Although people with PTSD experience similar symptoms, no two cases of PTSD are identical. “Some of it depends on your personality traits,” Dr. David M. Reiss, a psychiatrist who for over 30 years has treated both acute and chronic PTSD, said. “For instance, people who are on the obsessive side tend to experience PTSD with more intrusive thinking and obsessive thoughts. Those who are more on the emotional, demonstrative side may have more overt emotion and tearfulness.
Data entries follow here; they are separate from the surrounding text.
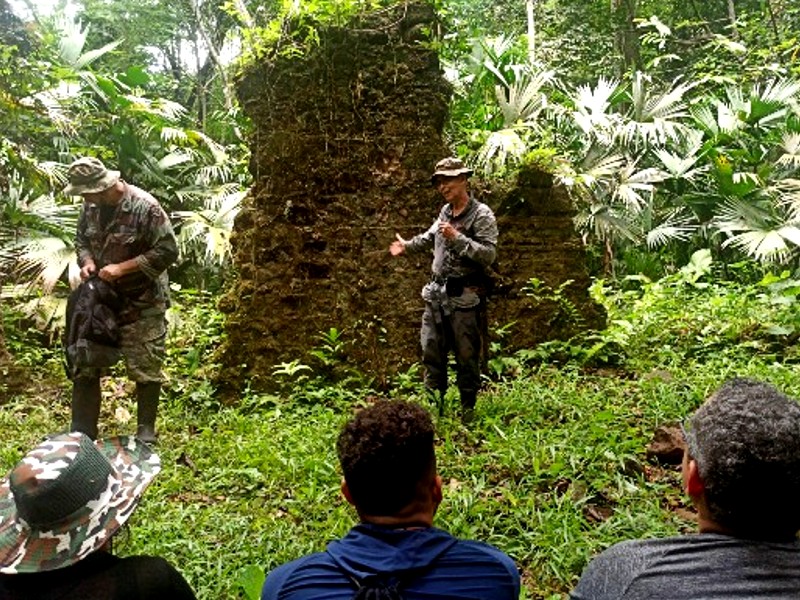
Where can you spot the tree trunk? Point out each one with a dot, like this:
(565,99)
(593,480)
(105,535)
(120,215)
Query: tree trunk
(529,4)
(732,19)
(626,38)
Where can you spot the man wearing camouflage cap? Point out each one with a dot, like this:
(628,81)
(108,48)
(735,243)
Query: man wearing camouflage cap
(125,238)
(463,239)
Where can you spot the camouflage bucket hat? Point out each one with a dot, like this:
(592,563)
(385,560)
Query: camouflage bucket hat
(67,497)
(89,176)
(450,167)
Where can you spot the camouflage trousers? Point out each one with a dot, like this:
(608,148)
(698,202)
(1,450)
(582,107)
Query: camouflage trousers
(143,348)
(458,332)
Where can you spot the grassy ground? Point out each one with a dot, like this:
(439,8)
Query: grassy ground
(553,469)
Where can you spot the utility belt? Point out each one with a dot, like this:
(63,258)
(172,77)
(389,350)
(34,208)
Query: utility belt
(454,286)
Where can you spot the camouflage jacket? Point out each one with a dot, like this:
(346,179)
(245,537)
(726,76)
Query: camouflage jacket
(140,230)
(466,255)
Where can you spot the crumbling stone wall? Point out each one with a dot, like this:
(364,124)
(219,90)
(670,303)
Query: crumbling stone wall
(538,241)
(344,141)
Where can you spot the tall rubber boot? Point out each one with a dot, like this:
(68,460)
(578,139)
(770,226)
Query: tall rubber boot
(146,409)
(85,406)
(468,400)
(436,397)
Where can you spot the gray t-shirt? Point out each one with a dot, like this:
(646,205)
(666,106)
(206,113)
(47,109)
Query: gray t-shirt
(705,566)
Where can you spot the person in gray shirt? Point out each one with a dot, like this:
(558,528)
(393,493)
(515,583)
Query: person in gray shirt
(741,469)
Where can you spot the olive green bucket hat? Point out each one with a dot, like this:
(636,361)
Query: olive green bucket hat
(89,175)
(67,497)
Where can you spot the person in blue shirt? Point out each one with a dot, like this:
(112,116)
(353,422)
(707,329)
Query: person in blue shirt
(387,456)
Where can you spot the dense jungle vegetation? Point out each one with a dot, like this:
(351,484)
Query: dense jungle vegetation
(676,128)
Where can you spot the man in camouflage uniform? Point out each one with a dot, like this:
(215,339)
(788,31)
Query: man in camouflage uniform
(125,238)
(464,240)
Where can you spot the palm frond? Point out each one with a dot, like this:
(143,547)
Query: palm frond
(500,149)
(790,144)
(677,226)
(523,100)
(767,245)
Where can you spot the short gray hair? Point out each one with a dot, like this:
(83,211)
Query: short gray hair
(746,441)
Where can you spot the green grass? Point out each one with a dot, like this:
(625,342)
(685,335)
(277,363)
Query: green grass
(553,470)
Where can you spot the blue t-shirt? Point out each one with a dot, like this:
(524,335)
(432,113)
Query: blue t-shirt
(426,564)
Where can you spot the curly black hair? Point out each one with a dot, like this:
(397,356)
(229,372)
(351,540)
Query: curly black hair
(386,451)
(746,441)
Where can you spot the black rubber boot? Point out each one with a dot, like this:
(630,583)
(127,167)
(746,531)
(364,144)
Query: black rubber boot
(146,409)
(437,398)
(468,400)
(85,406)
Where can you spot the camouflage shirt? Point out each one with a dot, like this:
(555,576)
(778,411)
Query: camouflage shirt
(465,255)
(138,229)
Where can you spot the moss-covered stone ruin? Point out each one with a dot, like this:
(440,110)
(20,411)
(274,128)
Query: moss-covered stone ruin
(344,141)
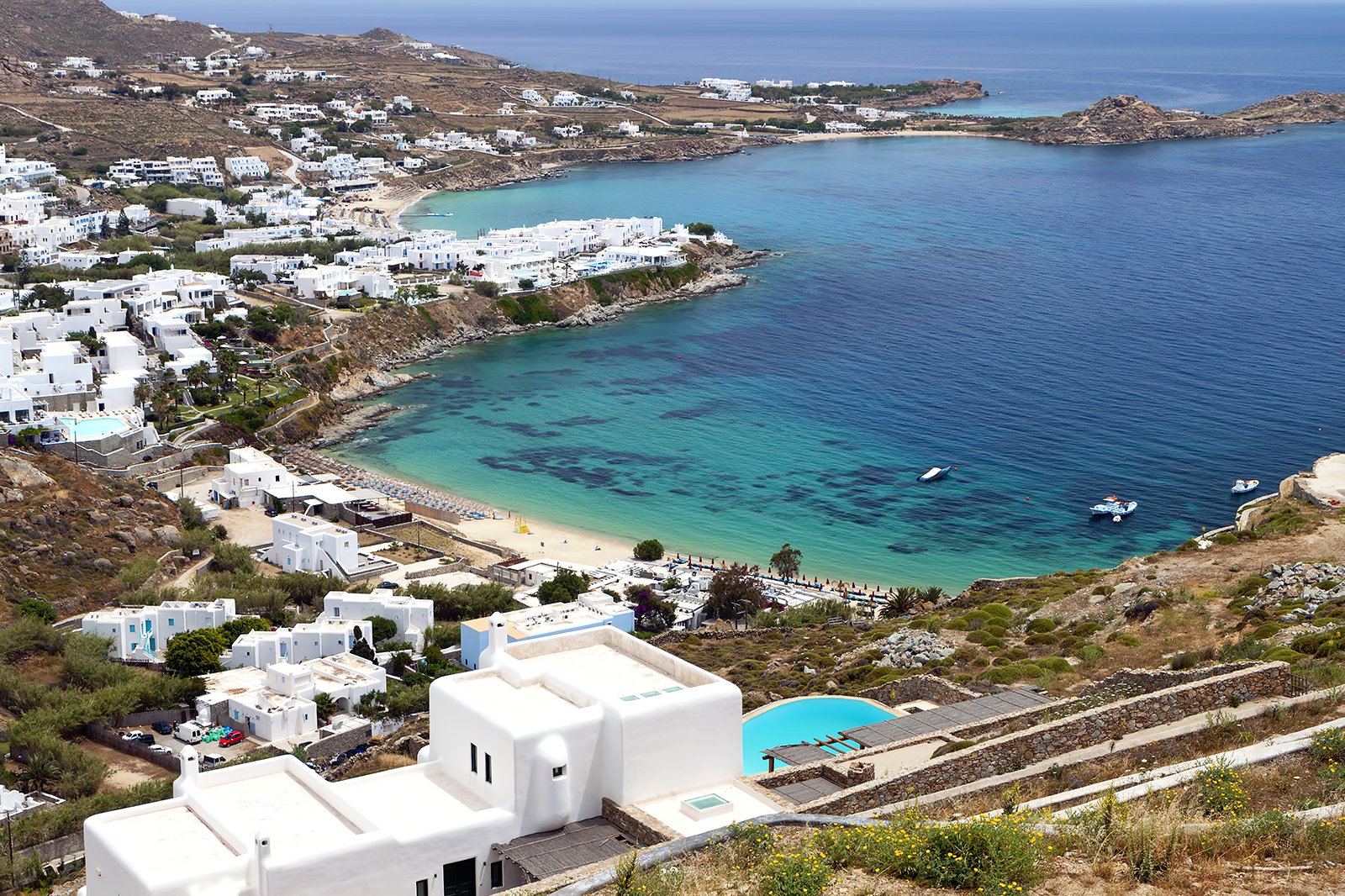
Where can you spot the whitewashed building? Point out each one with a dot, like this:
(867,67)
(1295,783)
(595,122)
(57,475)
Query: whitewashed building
(537,739)
(414,615)
(139,634)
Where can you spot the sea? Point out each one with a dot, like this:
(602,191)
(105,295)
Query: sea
(1058,324)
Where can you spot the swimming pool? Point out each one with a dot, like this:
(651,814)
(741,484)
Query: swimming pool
(94,427)
(806,719)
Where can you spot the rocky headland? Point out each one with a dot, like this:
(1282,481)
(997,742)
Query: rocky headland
(1123,119)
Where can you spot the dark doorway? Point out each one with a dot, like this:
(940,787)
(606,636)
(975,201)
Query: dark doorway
(461,878)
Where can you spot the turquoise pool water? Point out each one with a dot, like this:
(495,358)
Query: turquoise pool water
(804,720)
(94,427)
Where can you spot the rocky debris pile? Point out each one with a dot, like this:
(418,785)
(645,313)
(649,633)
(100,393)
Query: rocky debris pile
(1315,584)
(910,647)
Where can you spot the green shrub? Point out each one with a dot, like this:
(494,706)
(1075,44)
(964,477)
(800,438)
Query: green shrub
(1091,654)
(1221,791)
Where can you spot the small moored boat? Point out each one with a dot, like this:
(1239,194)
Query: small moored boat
(1114,508)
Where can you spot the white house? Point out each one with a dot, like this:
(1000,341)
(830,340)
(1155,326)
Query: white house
(589,611)
(241,167)
(537,739)
(313,544)
(139,634)
(414,615)
(246,478)
(306,640)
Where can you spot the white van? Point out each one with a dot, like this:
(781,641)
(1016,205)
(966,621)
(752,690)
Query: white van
(188,732)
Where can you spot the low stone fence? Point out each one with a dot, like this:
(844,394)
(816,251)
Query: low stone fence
(150,717)
(1083,730)
(443,569)
(918,688)
(636,824)
(334,744)
(101,735)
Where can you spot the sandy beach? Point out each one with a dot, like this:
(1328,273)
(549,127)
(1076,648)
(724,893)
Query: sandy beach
(865,134)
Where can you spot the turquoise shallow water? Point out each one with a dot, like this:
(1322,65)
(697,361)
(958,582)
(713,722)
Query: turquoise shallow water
(800,720)
(1060,323)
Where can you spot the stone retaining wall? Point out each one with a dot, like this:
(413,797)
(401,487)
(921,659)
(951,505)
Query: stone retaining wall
(1093,727)
(918,688)
(329,747)
(636,824)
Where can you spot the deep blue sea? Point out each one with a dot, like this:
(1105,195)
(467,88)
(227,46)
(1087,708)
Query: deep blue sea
(1059,323)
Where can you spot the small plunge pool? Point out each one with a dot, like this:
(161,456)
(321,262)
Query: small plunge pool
(807,719)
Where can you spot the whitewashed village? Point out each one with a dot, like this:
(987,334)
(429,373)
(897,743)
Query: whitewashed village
(289,674)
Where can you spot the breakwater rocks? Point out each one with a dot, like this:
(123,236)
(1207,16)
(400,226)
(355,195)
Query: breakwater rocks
(910,647)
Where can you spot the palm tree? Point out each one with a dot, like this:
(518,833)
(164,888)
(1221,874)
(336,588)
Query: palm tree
(326,705)
(40,774)
(197,374)
(900,602)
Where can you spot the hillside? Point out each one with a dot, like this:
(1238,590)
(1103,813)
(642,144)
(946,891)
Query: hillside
(44,29)
(73,539)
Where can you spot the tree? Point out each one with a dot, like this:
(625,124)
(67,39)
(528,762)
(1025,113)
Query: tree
(383,629)
(900,602)
(786,561)
(194,653)
(362,649)
(197,374)
(40,774)
(649,549)
(735,593)
(564,587)
(326,705)
(230,557)
(652,614)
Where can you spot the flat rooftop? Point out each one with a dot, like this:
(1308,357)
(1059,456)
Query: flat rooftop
(165,835)
(276,802)
(383,798)
(607,672)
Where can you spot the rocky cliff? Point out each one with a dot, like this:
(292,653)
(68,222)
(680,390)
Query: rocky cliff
(1309,107)
(66,535)
(1123,120)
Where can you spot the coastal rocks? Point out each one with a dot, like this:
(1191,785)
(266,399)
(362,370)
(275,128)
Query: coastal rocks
(367,382)
(1309,586)
(1126,120)
(24,474)
(910,647)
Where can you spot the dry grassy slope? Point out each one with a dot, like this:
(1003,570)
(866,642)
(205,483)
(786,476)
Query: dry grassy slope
(66,535)
(1188,593)
(38,29)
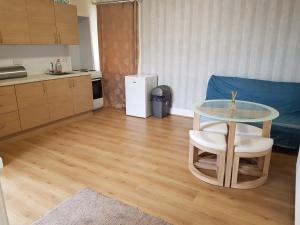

Some of it depends on who you are and what your personality type is.”
The common thread among all PTSD patients is a significant disruption in functioning. “After a trauma, to have some moodiness may be normal. What you really want to look at is a disruption of functioning,” Reiss explained. “And it really comes down to that. It’s disrupting a person’s life, their work, their relationships. If it’s a significant disruption, or even just a disruption of sleep, it’s a disorder.”
Reiss said there’s also a misconception that every response to trauma constitutes PTSD. “Sometimes there’s anxiety, depression and grief. But PTSD as a clinical syndrome is a very specific set of symptoms in response to a specific type of trauma,” he explained. “Trauma can trigger depression or anxiety disorder, which can be very problematic, but it’s different and the treatment is somewhat different too.”
People who are dealing with any mental health issues as a result of trauma should absolutely seek medical treatment. But specific types of treatment are uniquely suited to helping those with PTSD. Levine told Crixeo the three most effective techniques are prolonged exposure therapy, trauma-focused cognitive behavioral therapy, and eye movement desensitization and reprocessing (EMDR).
Prolonged exposure therapy involves retelling the experience, either verbally or through writing, in a graded way. Patients in trauma-focused cognitive behavioral therapy work on changing behavior, feeling and thought patterns that cause difficulties in functioning. In EMDR therapy, the patient recalls traumatic images while receiving bilateral sensory input such as side-to-side eye movements or hand tapping. According to the 2013 World Health Organization practice guideline, EMDR “is based on the idea that negative thoughts, feelings and behaviors are the result of unprocessed memories. The treatment involves standardized procedures that include focusing simultaneously on (a) spontaneous associations of traumatic images, thoughts, emotions and bodily sensations and (b) bilateral stimulation that is most commonly in the form of repeated eye movements.” Because it doesn’t require exposure or detailed descriptions of the trauma, EMDR is an excellent option for people who are reluctant to enter treatment because they don’t feel able to verbalize what happened to them.
Levine described PTSD as a very treatable illness. “It doesn’t mean forgetting that the trauma happened and having a clean slate. It’s more that you’ve been able to reframe the experience in such a way that it doesn’t have the same impact on you anymore, “ he explained. “So when you think about it, it doesn’t elicit that fight-or-flight response and the rest of what comes with it.”
There are different degrees of recovery. Those who reach “full recovery” no longer have symptoms at the level of diagnosable PTSD. Although full recovery is certainly possible, Levine said it’s more common to have “some” response to treatment, “which might mean that a person still has symptoms and still might technically be diagnosable as having PTSD”; however, the symptoms are far less intense and they no longer interfere with life in the way they once did. “There’s a significant improvement in quality of life,” Levine said.